Le monument, dédié aux Juifs d’Europe assassinés par les nazis dans le cadre de la Solution finale, a été inauguré le 10 mai 2005, 60 ans après la fin de la Deuxième guerre mondiale et au terme de 17 années de débats passionnels. Chaque année, il attire environ 500.000 visiteurs, d’Allemagne et du monde entier, explique son directeur Uwe Neumärker.
Libre d’accès, installé en plein coeur de Berlin, il a été pensé comme un vaste labyrinthe de plus de 2.700 blocs de ciment posés sur un espace grand comme trois terrains de football, au milieu desquels les visiteurs peuvent déambuler à leur guise. Le site propose également un musée souterrain consacré aux témoignages des victimes et des survivants de l’Holocauste.
Touristes comme visiteurs de marque, tous y viennent, à l’image du Premier ministre israélien, Benjamin Netanyahu (en 2010), ou de l’épouse du président américain, Michelle Obama (en 2013).
A l’origine, le projet avait pourtant été critiqué, notamment pour sa conception jugée trop abstraite. Son emplacement, à deux pas de la Porte de Brandebourg et sur le site même où se dressait la chancellerie d’Adolf Hitler, avait également fait grincer des dents, certains redoutant des actes de vandalisme ou encore qu’il devienne une cible de choix pour l’extrême droite.
Peu après l’inauguration, des croix gammées et des étoiles de David, apposées sur les blocs de ciment, ont été rapidement effacées, rappelle la journaliste allemande Lea Rosh, qui a joué un rôle majeur dans l’élaboration du projet.
Aujourd’hui, “personne ne pose plus ces questions, tout le monde semble accepter qu’il est là et qu’il va y rester”, relève son concepteur, l’architecte américain Peter Eisenman, pour qui “le silence sur ces inquiétudes est l’une des (illustration) les plus positives du succès” du Mémorial.
UN LIEU DE VIE
Le président du Bundestag, la chambre basse du Parlement, Norbert Lammert, qui siège au conseil d’administration du Mémorial, rappelle que la validation du projet, votée en 1999 par les députés, fut le dernier acte législatif important avant le déménagement du gouvernement fédéral la même année de Bonn à Berlin.
Après la Réunification en 1990, l’installation des structures politiques fédérales à Berlin aurait été “incomplète” sans la “commémoration” du massacre de six millions de Juifs européens, “la pire aberration de l’Histoire allemande”, insiste M. Lammert.
La genèse du Mémorial, pourtant, fut tourmentée : après plusieurs faux départs, les travaux démarrèrent en 2001, avant de connaître de nouveaux ratés deux ans plus tard: l’entreprise chargée de fournir le revêtement anti-graffiti sur les blocs de ciment avait fourni du gaz pour les camps de la mort nazis.
Ces dernières années, des fissures sont apparues sur les blocs.
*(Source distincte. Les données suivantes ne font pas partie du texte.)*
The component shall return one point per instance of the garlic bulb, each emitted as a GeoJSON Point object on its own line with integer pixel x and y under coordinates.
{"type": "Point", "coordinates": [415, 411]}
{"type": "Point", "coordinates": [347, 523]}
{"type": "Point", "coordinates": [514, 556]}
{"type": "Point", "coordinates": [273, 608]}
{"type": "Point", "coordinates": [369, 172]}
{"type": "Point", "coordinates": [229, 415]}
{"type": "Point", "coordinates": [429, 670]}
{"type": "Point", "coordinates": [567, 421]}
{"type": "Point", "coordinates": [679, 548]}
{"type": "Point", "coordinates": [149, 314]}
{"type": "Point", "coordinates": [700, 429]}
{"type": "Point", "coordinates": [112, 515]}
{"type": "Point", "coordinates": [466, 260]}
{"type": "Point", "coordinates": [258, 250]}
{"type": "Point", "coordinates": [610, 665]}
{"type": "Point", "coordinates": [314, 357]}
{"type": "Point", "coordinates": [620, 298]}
Ils font l’objet d’une étude, confie M. Neumärker, même si “nous ignorons le coût et le temps” nécessaires aux réparations.
Le fait que beaucoup d’enfants jouent au milieu des blocs, voire grimpent dessus, ne pose aucun problème, explique le directeur, qui insiste sur l’idée, fondamentale, que le Mémorial demeure un lieu “rempli de vie”. Toutefois, depuis peu, des employés sont présents sur le site afin de décourager certains “comportements inappropriés”, comme les bains de soleil à même les blocs…
Kinésithérapeute néerlandais de 54 ans, Michael Bol a tenu à montrer le site à ses trois enfants, soucieux de leur montrer à quel point Berlin est “une ville magnifique avec une histoire horrible”, malgré tout déterminée à regarder en face son passé nazi.
Ce lieu leur enseigne “beaucoup plus que ce qu’il y a dans les livres”, dit-il . Pour Ingeburg Geissler, survivante de l’Holocauste de 82 ans, le monument est un énorme succès. “C’est un lieu où les gens viennent et y passent du temps. C’est très positif”, a-t-elle expliqué.
Ces dix dernières années, d’autres mémoriaux, plus petits, ont essaimé dans le centre de Berlin, en hommage aux homosexuels, aux Roms où aux handicapés, autres victimes de la barbarie nazie.